Photosynth

lodi · Post by **lodi** » Fri Jun 08, 2007 4:00 am

(This doesn't use ogre but I thought this link was just unbelievable with respect to what they show and applications to 3d scanning)

My buddy forwarded me this link on a microsoft research project that looks like it's 'straight out of minority report'

http://youtube.com/watch?v=s-DqZ8jAmv0

(you can skip everything after 7:40; it's a bmw commercial)

and then

http://labs.live.com/photosynth/view.ht ... index1.sxs

(ie6+ only)

Frenetic · Post by **Frenetic** » Fri Jun 08, 2007 7:46 am

Woah.

An impressive extension and useage of current image-processing algorithms! How many more hops, skips and jumps before we get an AI that can look at something and go "That's a house", "That's a street with a red car in it", "That's an inferior fleshbag ambulating on his filthy appendages toward an intoxicating substance repository" ... and then link all the information up, become a hive-mind, and destroy all humanity.

(ie6+ only)

But aye, there's the rub! Let me know when I can see some cross-platform source code.

Wretched_Wyx · Post by **Wretched_Wyx** » Fri Jun 08, 2007 9:07 am

Photosynth is pretty impressive looking indeed, but definitely not "cutting edge" stuff. Really that's all old tech, with a pretty face. Not to knock it or anything, I'd love to get my hands on that and toy around a bit.

As far as "cutting edge", without saying too much and getting men in black suits at my door within hours of posting this- I can say I know a guy who knows a guy who once saw something out of the corner of his eye while walking past this room... To make a long story short, the aforementioned (from Frenetic's post) stuff has actually been done for years. It was already being messed with in the hobbyist realm, as well as being used in experimental "military applications". With the advent of the terrorist attack of 9/11, that kind of stuff was ushered from the "misc applications" area, to the forefront of intelligent surveillance software.

Perhaps you've caught a show on the surveillance systems of Las Vegas casinos? Well that software, as non-cutting edge as it is, does some crazy stuff as well. Every person that walks into a casino gets face printed, and at any given time can be tracked to a scary degree of accuracy. And all this being done with AI, all that needs to be done by the person sitting at the computer, is hit the button that says "track" basically.

Now, taking all this into consideration, and knowing that the stuff we actually see on BRAND NAME programs or the internet is far behind the "black ops" kinda technology the government (erm, the US government at least) always has cooking... It scares me to think of THAT kind of stuff.

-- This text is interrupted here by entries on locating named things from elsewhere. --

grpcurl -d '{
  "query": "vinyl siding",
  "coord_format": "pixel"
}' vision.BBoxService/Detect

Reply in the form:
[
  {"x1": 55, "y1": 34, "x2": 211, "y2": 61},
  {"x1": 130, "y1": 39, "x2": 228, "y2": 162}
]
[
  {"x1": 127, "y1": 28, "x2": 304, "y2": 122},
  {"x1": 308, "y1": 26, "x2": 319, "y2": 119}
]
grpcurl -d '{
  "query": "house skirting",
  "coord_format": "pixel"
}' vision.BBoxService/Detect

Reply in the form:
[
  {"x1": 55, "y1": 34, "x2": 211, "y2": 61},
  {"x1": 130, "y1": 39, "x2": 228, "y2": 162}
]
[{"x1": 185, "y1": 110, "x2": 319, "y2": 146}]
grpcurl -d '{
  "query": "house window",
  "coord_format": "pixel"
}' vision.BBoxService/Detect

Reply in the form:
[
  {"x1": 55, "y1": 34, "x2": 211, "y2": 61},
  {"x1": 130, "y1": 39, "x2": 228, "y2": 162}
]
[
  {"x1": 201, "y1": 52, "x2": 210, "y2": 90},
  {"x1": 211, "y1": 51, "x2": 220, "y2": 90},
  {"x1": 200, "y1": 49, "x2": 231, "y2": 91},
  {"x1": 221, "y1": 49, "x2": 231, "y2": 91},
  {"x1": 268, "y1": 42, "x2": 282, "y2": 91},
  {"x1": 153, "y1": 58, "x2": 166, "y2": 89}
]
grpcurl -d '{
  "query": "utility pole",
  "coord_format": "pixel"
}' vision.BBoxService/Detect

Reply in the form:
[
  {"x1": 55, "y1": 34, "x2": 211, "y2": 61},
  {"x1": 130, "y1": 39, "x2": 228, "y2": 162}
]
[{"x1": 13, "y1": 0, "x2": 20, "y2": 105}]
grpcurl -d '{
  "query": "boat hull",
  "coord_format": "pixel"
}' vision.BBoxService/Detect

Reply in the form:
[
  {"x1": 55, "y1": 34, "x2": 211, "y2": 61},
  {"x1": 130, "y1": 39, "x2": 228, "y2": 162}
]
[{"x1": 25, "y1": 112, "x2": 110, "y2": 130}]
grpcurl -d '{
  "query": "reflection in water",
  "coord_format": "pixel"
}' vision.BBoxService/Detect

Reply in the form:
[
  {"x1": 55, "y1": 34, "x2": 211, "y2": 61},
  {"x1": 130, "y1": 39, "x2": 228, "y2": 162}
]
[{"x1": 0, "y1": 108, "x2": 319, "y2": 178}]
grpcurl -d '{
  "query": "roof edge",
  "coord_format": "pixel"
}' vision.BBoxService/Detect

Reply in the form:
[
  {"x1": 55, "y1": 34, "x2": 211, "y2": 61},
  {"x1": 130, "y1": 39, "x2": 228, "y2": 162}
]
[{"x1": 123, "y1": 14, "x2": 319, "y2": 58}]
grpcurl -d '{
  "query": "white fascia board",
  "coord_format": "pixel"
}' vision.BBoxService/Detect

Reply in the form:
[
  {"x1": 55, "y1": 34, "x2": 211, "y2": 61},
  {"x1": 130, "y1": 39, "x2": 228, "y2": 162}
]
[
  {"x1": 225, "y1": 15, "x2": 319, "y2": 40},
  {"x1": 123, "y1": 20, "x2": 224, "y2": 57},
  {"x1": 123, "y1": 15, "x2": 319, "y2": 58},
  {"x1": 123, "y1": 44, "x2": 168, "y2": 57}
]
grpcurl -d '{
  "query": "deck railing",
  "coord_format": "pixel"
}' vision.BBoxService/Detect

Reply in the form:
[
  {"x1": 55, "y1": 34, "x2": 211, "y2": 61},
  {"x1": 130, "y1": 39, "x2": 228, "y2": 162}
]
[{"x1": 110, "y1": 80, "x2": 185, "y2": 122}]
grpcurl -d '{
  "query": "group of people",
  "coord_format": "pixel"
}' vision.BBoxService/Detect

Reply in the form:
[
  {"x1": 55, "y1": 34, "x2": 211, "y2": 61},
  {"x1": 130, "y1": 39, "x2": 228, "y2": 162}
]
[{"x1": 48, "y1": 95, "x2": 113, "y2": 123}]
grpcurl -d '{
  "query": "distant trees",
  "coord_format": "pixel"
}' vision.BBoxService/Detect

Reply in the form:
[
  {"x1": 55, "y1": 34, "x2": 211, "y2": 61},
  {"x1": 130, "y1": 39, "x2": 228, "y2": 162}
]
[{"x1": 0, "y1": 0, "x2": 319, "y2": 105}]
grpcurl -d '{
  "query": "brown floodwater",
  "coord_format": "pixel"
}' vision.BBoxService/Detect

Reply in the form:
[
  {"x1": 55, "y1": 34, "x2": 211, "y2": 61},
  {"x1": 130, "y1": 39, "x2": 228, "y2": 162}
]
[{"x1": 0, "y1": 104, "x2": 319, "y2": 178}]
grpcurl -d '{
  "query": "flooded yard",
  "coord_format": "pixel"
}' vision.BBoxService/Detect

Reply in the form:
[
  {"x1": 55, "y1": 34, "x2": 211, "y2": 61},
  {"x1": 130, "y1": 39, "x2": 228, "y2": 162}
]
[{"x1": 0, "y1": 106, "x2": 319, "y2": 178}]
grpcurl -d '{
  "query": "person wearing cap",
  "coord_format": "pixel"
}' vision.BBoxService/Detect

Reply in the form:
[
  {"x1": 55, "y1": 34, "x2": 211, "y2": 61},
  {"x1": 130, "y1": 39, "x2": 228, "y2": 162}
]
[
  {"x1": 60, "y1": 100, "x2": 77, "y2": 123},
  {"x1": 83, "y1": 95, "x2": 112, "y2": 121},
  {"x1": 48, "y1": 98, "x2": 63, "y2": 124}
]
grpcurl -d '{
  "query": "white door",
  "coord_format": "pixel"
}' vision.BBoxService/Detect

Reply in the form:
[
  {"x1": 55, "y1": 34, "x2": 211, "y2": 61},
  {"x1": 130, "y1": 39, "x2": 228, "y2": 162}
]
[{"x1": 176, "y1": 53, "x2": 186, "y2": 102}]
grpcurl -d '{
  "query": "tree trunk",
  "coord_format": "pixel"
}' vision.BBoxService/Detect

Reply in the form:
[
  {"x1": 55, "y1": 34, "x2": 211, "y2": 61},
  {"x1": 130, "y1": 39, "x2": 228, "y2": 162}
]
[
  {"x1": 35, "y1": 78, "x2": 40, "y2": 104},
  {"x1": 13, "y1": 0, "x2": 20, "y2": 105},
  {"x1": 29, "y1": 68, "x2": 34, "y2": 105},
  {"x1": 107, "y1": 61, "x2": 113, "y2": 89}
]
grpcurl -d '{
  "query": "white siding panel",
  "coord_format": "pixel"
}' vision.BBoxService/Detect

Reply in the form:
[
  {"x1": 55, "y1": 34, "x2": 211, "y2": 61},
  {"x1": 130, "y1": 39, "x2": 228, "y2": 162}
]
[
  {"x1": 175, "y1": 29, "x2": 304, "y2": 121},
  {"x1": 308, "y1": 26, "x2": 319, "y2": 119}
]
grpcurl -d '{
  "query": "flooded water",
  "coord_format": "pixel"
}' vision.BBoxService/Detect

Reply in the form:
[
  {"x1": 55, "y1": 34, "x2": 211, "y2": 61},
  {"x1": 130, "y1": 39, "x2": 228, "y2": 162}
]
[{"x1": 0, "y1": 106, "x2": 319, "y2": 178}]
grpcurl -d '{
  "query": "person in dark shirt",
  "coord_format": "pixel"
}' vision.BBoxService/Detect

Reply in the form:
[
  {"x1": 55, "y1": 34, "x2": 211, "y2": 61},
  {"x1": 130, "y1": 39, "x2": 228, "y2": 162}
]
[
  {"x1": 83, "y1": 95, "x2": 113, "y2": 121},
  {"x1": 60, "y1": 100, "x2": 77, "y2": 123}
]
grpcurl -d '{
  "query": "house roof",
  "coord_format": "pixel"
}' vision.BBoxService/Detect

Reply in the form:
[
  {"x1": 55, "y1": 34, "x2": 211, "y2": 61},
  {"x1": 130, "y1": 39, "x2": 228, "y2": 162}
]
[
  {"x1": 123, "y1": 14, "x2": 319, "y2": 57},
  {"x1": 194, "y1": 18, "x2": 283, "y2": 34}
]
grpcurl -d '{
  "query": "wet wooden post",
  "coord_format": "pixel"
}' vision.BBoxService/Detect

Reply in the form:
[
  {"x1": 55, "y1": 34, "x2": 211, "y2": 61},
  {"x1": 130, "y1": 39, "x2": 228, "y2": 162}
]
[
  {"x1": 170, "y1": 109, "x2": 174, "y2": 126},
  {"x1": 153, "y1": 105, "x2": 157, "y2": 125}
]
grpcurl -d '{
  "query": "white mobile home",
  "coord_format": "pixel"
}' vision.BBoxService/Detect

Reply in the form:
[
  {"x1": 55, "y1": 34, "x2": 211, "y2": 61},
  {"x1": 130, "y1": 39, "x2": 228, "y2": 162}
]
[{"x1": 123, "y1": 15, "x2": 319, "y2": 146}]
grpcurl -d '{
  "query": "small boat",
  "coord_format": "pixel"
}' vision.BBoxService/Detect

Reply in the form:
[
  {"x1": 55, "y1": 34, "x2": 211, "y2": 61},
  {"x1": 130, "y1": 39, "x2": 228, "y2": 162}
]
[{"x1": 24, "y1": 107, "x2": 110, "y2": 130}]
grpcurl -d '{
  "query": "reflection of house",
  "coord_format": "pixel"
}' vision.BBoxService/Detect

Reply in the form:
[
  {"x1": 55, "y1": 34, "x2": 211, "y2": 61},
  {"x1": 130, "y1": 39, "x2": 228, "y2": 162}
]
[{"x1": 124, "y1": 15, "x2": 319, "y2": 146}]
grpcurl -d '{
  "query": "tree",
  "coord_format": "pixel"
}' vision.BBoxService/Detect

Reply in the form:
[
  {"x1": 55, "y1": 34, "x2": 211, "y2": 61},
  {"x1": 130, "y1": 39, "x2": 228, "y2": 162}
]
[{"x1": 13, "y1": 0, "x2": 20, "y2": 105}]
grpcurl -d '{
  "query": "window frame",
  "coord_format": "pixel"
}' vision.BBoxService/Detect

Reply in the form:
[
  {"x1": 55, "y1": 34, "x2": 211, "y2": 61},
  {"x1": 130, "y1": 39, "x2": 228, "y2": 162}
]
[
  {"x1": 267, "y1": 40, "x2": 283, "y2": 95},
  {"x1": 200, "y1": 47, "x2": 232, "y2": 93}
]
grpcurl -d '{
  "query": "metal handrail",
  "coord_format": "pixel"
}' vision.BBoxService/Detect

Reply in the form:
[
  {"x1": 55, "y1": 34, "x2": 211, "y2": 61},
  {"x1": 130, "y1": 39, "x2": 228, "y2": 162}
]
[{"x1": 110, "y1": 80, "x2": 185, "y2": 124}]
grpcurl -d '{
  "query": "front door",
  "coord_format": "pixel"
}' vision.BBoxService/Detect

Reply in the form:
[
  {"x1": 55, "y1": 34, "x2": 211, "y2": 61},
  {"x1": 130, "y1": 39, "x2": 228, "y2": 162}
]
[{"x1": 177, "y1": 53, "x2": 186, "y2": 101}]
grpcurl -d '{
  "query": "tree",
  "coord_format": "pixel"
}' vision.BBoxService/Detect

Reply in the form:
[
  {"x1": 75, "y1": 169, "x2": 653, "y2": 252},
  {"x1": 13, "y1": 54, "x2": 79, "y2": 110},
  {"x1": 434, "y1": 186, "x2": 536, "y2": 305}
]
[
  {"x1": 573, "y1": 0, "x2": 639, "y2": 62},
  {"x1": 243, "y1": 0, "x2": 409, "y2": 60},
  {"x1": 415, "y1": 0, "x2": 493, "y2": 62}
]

The way I see it, it's not a matter of how many hops and skips until we get some crazy AI that knows what we drink, how many times we wipe, etc... But a matter of when all the existing stuff is put together and applied in this manner. Which really, is all Photosynth is, a bunch of current and past gen techniques and algorithms being smashed together to make it what it is.

Whoa. I was rambling there.

beaugard · Post by **beaugard** » Fri Jun 08, 2007 10:07 pm

If this actually works for arbitrary collections of photos, I am very impressed. The feature recognition is old news, that's true. The real challenge is fitting camera positions and 3d positions of features simultaneously. The solution space must be absolutely enormous! I really wonder what kind of strategies they use to cover it all.
The second problem would be noise in the dataset and/or an unbalanced dataset. Maybe these collections are especially suited - weighted to cover all the space without focusing too much on a specific monument, etc, but for an arbitrary collection... Well, I suppose they discard photos that do not share enough features, but anyway.

I doubt whether this particular technology will help so much in adding deciphering the semantics of a picture. The kind of software that guesses the position of a face, for example, does not need this at all. In fact in most cases of surveillance, you already know what to look for, so the problem is reduced to matching this "known" to the data. In the case of phtosynth nothing is known beforehand.

Fredz · Post by **Fredz** » Mon Jun 11, 2007 11:51 pm

beaugard wrote:The feature recognition is old news, that's true.

It's not completely old news, corner detectors come back from the early eighties (Moravec 1980), but there has been a lot of work on the subject since then, and new algorithms are found and refined each year. The one used in Photosynth is SIFT, which has been discovered by Lowe in 2004.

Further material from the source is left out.